Like the four generations who have worked its fields and forests before him, Terry Jones has a deep respect for the landscape of Jones Family Farms and Winery.
Terry credits his conservation ethic to working alongside his father and grandfather as a child. An avid gardener in his teens, he sold vegetables on a card table to families coming to their farm to buy raw milk. The proceeds from his produce sales helped pay for his tuition at the University of New Hampshire, where he met his wife, Jean.
Over the next 54 years, they grew the former dairy farm to more than 500 acres. Pumpkins, strawberries, blueberries, vegetables, and Christmas trees took the place of cows. Twenty years ago, their son Jamie developed an award-winning vineyard and winery on the farm. This scenic spot in rural Fairfield County provides a “micro-Vermont” getaway for the one million residents who live within a 20-mile radius.
The farm’s motto, “Be good to the land and the land will be good to you,” is attributed to Terry’s great-great grandfather, Philip James Jones. Terry has spent his life honoring this credo by adopting conservation practices that have produced higher-quality crops while benefitting the environment. He says better yields are just a dividend of properly caring for the land.

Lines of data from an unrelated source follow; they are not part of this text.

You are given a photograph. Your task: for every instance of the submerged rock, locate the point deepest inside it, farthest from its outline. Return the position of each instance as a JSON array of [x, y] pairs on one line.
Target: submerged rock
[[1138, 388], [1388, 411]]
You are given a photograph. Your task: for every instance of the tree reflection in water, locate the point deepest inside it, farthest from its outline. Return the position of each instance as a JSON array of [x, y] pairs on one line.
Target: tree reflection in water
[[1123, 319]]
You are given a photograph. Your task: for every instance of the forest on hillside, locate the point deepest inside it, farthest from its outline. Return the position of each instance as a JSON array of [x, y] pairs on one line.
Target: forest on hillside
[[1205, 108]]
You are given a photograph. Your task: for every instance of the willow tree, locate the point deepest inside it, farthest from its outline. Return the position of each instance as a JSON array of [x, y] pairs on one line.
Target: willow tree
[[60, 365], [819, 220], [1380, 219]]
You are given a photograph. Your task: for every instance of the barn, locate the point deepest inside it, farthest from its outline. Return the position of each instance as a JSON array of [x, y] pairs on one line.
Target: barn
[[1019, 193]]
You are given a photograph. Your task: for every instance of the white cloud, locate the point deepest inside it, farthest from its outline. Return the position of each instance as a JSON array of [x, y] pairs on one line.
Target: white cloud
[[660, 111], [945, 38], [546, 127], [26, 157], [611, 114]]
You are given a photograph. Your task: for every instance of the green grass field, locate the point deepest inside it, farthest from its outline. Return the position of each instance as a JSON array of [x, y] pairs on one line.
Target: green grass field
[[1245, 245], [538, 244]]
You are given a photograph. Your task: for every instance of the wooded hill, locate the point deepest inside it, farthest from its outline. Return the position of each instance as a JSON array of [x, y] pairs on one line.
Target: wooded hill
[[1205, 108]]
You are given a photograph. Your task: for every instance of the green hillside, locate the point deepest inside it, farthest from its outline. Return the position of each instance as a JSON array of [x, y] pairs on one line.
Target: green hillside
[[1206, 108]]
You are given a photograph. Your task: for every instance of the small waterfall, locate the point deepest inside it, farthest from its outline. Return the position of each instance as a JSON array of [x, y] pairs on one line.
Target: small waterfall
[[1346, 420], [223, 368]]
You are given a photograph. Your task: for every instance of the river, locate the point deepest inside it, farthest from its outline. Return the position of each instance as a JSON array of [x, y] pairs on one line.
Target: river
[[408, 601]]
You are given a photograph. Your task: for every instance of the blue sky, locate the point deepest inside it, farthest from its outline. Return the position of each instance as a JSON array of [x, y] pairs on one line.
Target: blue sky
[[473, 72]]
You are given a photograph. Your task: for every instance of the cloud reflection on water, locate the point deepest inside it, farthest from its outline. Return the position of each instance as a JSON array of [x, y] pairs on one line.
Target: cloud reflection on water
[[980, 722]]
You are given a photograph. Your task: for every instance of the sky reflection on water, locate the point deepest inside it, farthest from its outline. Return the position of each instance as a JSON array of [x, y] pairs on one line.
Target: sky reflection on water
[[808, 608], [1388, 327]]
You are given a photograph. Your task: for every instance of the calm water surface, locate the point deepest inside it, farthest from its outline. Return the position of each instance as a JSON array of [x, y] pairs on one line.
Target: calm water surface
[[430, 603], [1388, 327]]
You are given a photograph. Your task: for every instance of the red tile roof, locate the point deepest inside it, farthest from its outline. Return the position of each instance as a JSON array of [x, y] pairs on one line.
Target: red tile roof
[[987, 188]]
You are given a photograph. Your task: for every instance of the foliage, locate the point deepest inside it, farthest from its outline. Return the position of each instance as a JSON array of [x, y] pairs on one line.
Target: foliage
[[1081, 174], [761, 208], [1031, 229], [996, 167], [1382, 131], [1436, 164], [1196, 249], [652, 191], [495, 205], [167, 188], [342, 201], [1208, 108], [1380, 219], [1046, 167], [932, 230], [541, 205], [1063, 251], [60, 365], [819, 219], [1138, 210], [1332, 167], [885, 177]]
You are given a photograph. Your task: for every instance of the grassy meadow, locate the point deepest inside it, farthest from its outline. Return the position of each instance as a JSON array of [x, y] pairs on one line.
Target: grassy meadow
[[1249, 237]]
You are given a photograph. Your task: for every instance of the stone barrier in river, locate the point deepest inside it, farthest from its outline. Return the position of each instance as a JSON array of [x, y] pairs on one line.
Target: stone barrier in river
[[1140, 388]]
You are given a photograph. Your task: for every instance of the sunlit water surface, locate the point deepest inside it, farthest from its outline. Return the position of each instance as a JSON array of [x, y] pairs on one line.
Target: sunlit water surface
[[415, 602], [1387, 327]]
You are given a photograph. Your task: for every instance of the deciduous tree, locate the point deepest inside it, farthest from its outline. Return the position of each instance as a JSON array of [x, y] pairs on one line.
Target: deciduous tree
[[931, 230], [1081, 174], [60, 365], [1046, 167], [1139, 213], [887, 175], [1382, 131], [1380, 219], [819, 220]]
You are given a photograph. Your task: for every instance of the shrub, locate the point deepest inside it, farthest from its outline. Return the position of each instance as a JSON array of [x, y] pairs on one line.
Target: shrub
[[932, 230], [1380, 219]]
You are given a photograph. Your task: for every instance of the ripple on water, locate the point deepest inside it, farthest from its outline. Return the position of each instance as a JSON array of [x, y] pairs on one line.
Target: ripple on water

Conservation leadership has run in the family. Terry’s grandfather encouraged his father to fence off steep slopes and rocky pastures to plant trees. These areas have since produced more than five rotations of Christmas trees, while others are in timber production of Tulip Poplar and Eastern White Pine. Terry’s father also experimented with innovative erosion control by interseeding a cover crop of winter rye into unharvested corn fields 75 years ago.
Other steep, rocky slopes where mowing is unsafe were treated with low rates of herbicides to suppress weeds. The result was a diverse mix of herbaceous flowering plants that provide habitat for pollinators and other beneficial insects, while stabilizing soils. Native wildflowers flourish in the soils among the pines, and along old stone walls, to encourage bee and butterfly populations.
Another example of adopting the best available science to improve ecological sustainability was their early adoption of crop rotation and cover crops to replace soil fumigation where strawberries are grown. Soil health improved, common root diseases were suppressed, and strawberry plants lasted longer. Thousands of tons of wood chips are composted to amend the soils around berries and Christmas trees.
The Jones family also found success in planting pumpkin seeds into rye straw. A winter cover crop of rye grows to about six feet high in the spring. After crimping the rye with a roller, pumpkins are seeded directly into the flattened rye straw versus a tilled field. The pumpkin roots feed organically from the decaying straw, which also protects the topsoil from erosion from heavy rains and keeps the pumpkins clean.
Each generation of the Jones family has, as Terry says, “tried to leave the wood pile a little higher than they found it.” Jones Family Farms is a frequent host of school tours and research trials. Terry has advocated for farmland preservation and environmental causes by chairing Connecticut’s Working Lands Alliance, a project of American Farmland Trust. He also led local efforts that protected over 1,000 acres of farmland and forests, and secured 30 miles of public recreational paths throughout Shelton.
Since childhood, Terry has felt proud that his family was presented a National Gimbel Award from Eleanor Roosevelt in 1942. He hopes the 2023 Leopold Conservation Award will inspire and instill pride in future generations of the family.